South Africa has promised another R5 billion capital injection to help its struggling state airline meet urgent financial obligations, the CEO of South African Airways (SAA) said on Thursday.
SAA has not generated a profit since 2011 and has already received state guarantees totalling nearly R20 billion. It needs the money to help pay debts and prop up the business as it implements a turnaround plan.
The promise of more government cash comes after SAA chief executive Vuyani Jarana told parliament in April that the firm needed the capital injection “now”.
“Government has committed to inject another R5 billion into SAA. Part of that R5 billion we will repay some of the creditors, suppliers, then the balance will support us for working capital until around October/November,” Jarana told Reuters in an interview.

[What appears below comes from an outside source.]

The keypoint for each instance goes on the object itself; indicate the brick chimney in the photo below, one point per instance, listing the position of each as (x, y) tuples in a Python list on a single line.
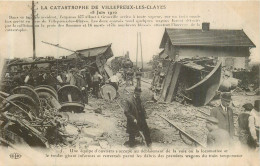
[(205, 26)]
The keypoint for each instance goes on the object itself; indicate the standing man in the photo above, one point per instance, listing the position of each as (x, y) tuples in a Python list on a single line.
[(81, 84), (254, 125), (70, 77), (216, 137), (96, 79), (224, 114), (136, 115), (114, 81), (244, 132)]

The Treasury said it would follow its normal budgetary process, which entails seeking cabinet approval.
“The outcome of this process is expected to be finalised in time for the 2018 MTBPS (Medium-Term Budget Policy Statement),” the Treasury said.
The MTBPS is usually presented to parliament in October.
Jarana said that while waiting for the funds, the company would negotiate for some breathing space with lenders.
“If Treasury needs a certain period of time to do this, lets say up to September, between now and then, we are negotiating with lenders to give us a bridging facility on the back of that commitment,” he said.
SAA is regularly cited by ratings agencies as a drain on the government purse, but the Treasury is hopeful that new executive leadership led by Jarana, a former executive at telecoms company Vodacom, would return the airline to profitability.
The government has said that SAA needs an equity partner to pump money into the company to address its liquidity crisis and to help with the implementation of a turnaround plan.
The airline was looking at several measures to cut costs and Jurana said reducing the current workforce of about 10 000 people was “inevitable”.
“Whether it’s pilots, cabin crew, administration, we are going to rationalise the workforce. It’s an unavoidable thing. We have been talking to trade unions about how we work together,” Jarana said.
“The first priority for me is job preservation, how do you find alternative jobs for people as a starting point before you go into the hard issues of retrenchments.”
Jarana said the company hopes to break even in three years time and “there onwards, everything else equal, it will be able to start paying for its own operations in terms of positive cash flows”.